There are many other things we could look at in this passage but I just want to highlight one more thing. I am often curious to see what a passage is about by looking at the verses before and after. This sometimes helps to give a passage context or a framework, if you like. What I found for this passage was very exciting. If you read Hebrews 12:28-29, it says, “Therefore, since we are receiving a kingdom that cannot be shaken, let us be thankful, and so worship God acceptably with reverence and awe, for our “God is a consuming fire.” Acceptable worship. And if you read Hebrews 13:15-16, it says, “Through Jesus, therefore, let us continually offer to God a sacrifice of praise—the fruit of lips that openly profess his name. 16 And do not forget to do good and to share with others, for with such sacrifices God is pleased.” Sacrifice of praise. Acceptable worship and Sacrifice of praise. Therefore, all the things that we endeavor to do in between is an act of worship and a sacrifice of praise. When we keep on loving one another, that is worship. When we exercise empathy and compassion especially for those who are suffering, that is worship. When we keep our promises, that is worship. When we choose to be content and rest in God’s promises, that is worship. When we do good and share with others, that is our sacrifice of praise.
A few days ago, the world celebrated the 50th anniversary of an important event in the civil rights movement. On 28 August 1963, 250,000 people who believed in equality for all regardless of race were getting ready to march on to Washington and Martin Luther King, Jr delivered his famous “I have a dream” speech. He said, “I say to you today, my friends, even though we face the difficulties of today and tomorrow, I still have a dream….I have a dream that my four little children will one day live in a nation where they will not be judged by the color of their skin but by the content of their character. I have a dream that one day every valley shall be exalted, every hill and mountain shall be made low. The rough places will be made plain, and the crooked places will be made straight. And the glory of the Lord shall be revealed, and all flesh will see it together. This is our hope. With this faith, we will be able to transform the jangling discords of our nations into a beautiful symphony of brotherhood (and sisterhood). With this faith we will be able to work together, to pray together, to struggle together, to go to jail together, to stand up for freedom together, knowing that we will be free one day.”
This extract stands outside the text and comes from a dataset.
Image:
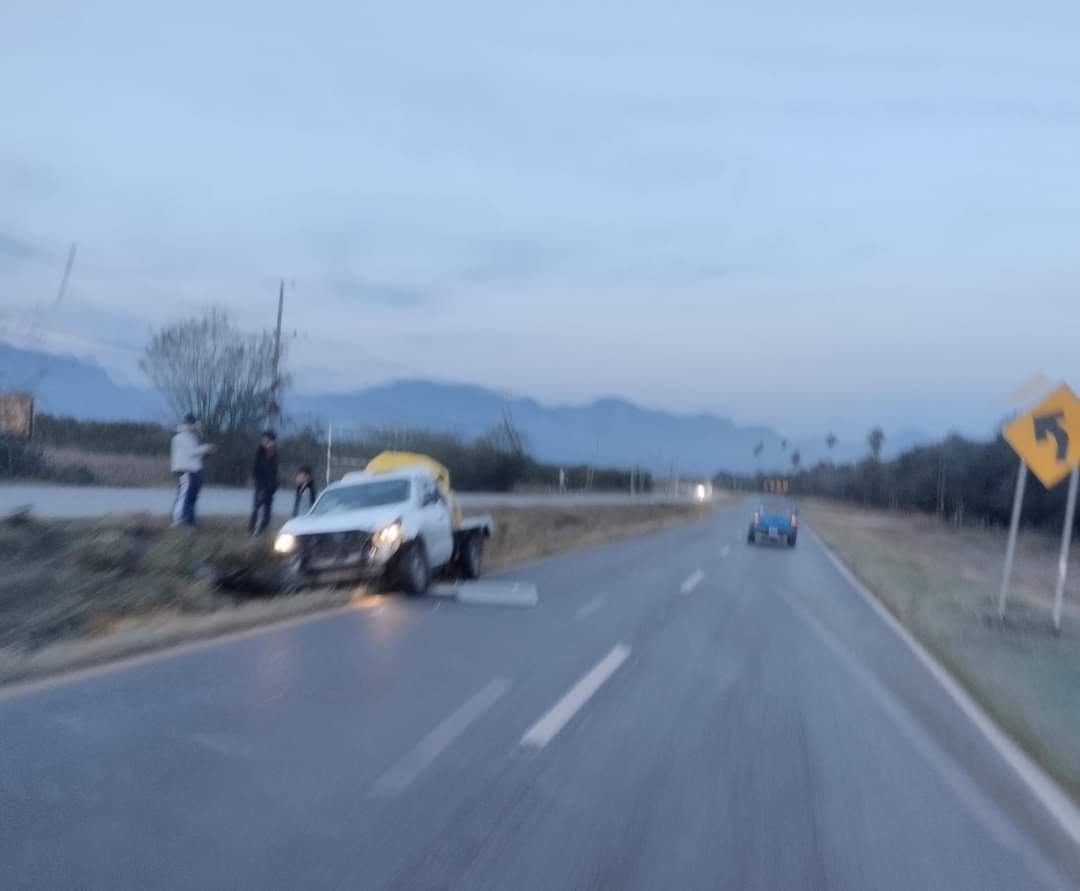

This dream and all that people sacrificed to make it come true was an act of worship. I too have a dream. It may not be as monumental or inspirational as King’s but I dream of God’s people, believers all over the world keeping at loving one another even though we have our disagreements and differences. I dream of a community of God that is courageous and compassionate in extending hospitality to those who are considered outsiders and those who are suffering. I dream of a people so rested in God’s love and promises that excessive anxiety has no place in our lives and we have space in our hearts for others. I dream of a community that loves wholeheartedly and steadfastly. A people of God who do all this as an act of worship, a sacrifice of praise.
This dream begins with me….and you. What is your dream? Perhaps as we share our hearts and our lives, one day we can call it our dream. Where do you want to start? What is the Holy Spirit prompting you to do today as the first step towards fulfilling this dream?